Racism In High School: 'I'm Not Oreo Or Ghetto -- I'm Just Being Me'
This is a teen-written article from our friends at YC Teen Mag, a magazine showcasing true stories written for and by young people in New York City.
By Nesshell Rainford
For most of my life, I’ve lived in a black community—a small and close-knit neighborhood mostly filled with West Indian folk. As a child, I wondered what it would be like to have white and Asian friends. But other than that, I never thought much about race.
In the 7th grade I started attending a new school across the street from where my family had just moved. Like my elementary school, my new school was almost entirely black. But whereas I had fit in fine in elementary school, as the weeks went by, I noticed it wasn’t so easy fitting in with the different groups in junior high.
I would often talk about celebrity crushes with the kids I hung out with. A few times they mentioned a rap or r&b artist that I had never heard about. I would mention guys from Backstreet Boys or *NSYNC, my favorite bands at the time. They would laugh at my weird tastes, but for a while they didn’t seem to have a real problem with my lack of black culture.
I don’t remember what happened exactly to change that, but it felt like all of a sudden fellow classmates were teasing me about my voice, which I guess was a little bit too squeaky. They started pretending not to hear me when I knew that they did.
Acting Like an Oreo?
They said I “acted too white.” I thought this was the most ridiculous thing. I wasn’t trying to be white; actually, I was being myself. I felt that it was crazy to make fun of someone just because they don’t act like you, and especially to try to tie it to race. You can’t say an entire race acts the same; that’s just ignorant and unfair.
The popular kids began calling me “Oreo” in the hallway. They would ask me questions like, “Do you watch Disney Channel a lot?” or, “Do you watch MTV?” and laugh. Most of the time I would lie and say no, because I didn’t want them to tease me even more. I was weak and couldn’t stand up for myself. All I could do was let my anger out through my tears.
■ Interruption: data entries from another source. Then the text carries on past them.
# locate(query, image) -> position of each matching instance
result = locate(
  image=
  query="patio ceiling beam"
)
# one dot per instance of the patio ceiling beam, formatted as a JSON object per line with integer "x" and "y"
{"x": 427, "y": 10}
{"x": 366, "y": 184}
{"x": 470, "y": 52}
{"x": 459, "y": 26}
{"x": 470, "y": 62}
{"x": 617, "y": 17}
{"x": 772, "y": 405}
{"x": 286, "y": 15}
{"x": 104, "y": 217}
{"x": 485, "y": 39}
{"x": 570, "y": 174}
Around that time I took up African drumming after school, and the instructor used to make fun of me because I had no rhythm. The other participants laughed and told him it was because I was a “white girl.” I was so embarrassed that I quit the African drumming lessons and went to sewing instead.
When my popularity started going down the drain, the kids I’d been calling my friends gave me the boot. I was petrified. Not having any friends during junior high is like forgetting your writing tools during a test: There’s no way you can proceed, and it’s very embarrassing.